I think one of the biggest challenges for an issue like food safety is that people tend not to care until it’s a problem. Our goal is getting people to care even when it’s not a problem, especially because messages don’t really change that often. We’re always thinking a lot about how we can make our messaging new and catchy and resonate with people.

Our agency also thinks a lot about how we can tweak our messaging to reach who is most vulnerable to foodborne illness. When you look at the populations who are most at risk for foodborne illness, it follows the same lines of people who are at risk for other things. It’s older adults, small children, pregnant women, people at higher risk of diabetes and cancer, which disproportionately affect people of color and lower-income people.

Health equity was a huge part of every class I took, especially in HBS. How are we addressing the needs of the most vulnerable? I always keep that frame in mind.


What advice do you have for new public health students?

It’s better when you’re all in it together. My cohort was really close. Being able to bond with your cohort and connect with people you’re going to school with is really important.

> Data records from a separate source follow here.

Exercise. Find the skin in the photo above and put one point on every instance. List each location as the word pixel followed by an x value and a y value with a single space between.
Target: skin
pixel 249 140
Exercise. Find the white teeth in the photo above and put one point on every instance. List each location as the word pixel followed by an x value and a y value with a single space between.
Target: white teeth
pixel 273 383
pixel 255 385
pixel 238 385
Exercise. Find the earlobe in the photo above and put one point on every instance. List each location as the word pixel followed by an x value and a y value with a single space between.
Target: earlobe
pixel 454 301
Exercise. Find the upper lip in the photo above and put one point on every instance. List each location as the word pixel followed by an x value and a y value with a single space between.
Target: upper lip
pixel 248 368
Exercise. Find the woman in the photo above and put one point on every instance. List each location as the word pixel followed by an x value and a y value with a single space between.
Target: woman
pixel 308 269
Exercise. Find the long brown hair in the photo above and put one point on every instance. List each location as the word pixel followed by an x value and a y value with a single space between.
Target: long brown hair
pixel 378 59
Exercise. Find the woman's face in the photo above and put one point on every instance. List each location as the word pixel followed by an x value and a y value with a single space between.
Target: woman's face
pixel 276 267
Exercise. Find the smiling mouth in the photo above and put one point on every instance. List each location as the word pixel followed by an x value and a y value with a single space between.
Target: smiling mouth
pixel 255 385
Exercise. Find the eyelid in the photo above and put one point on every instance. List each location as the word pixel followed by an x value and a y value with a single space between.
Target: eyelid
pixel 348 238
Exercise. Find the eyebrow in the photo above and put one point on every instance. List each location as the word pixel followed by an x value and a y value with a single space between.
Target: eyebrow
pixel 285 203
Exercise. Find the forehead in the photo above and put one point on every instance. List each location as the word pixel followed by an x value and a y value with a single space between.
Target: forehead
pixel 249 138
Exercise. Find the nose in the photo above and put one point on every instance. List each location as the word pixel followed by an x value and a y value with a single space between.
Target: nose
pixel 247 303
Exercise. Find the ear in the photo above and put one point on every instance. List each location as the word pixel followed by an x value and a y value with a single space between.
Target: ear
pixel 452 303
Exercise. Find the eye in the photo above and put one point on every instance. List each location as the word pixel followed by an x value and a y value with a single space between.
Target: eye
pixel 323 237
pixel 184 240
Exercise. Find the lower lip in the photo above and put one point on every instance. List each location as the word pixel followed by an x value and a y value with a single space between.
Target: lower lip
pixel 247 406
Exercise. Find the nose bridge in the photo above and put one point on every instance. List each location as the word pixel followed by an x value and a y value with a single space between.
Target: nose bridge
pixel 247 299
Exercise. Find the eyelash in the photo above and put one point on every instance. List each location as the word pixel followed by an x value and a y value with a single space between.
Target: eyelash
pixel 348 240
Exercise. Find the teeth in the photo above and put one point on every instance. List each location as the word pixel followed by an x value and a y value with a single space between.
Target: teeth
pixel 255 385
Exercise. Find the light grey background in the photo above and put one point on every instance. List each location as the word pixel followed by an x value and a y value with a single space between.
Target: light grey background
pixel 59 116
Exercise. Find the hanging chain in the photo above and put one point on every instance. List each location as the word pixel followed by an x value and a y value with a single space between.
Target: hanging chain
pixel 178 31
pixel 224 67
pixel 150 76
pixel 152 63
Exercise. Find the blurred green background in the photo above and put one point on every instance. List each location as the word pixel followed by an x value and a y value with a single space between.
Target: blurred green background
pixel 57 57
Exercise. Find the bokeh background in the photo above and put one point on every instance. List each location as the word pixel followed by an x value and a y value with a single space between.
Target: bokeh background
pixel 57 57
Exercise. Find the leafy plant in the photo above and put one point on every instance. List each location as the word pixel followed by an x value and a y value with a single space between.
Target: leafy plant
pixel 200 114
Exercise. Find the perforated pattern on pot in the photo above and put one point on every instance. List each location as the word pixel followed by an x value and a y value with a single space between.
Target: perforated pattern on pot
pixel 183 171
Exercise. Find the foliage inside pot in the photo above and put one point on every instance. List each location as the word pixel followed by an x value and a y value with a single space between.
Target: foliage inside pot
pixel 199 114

I think impostor syndrome, especially for women and people of color, is so common. I definitely had it. At the end of the day, having someone remind you that you’re killing it was huge.

I think that’s why I liked the program so much. It felt like everyone in the department was honestly on your side and wanted you to succeed and wanted you to thrive. When you weren’t doing maybe the best that you could, someone was always there to support you and lift you up. That’s the HBS way.


Note: As of publication, Okonta has taken a new position as a health communications consultant at The Glover Park Group in Washington, DC.

This interview has been edited and compressed.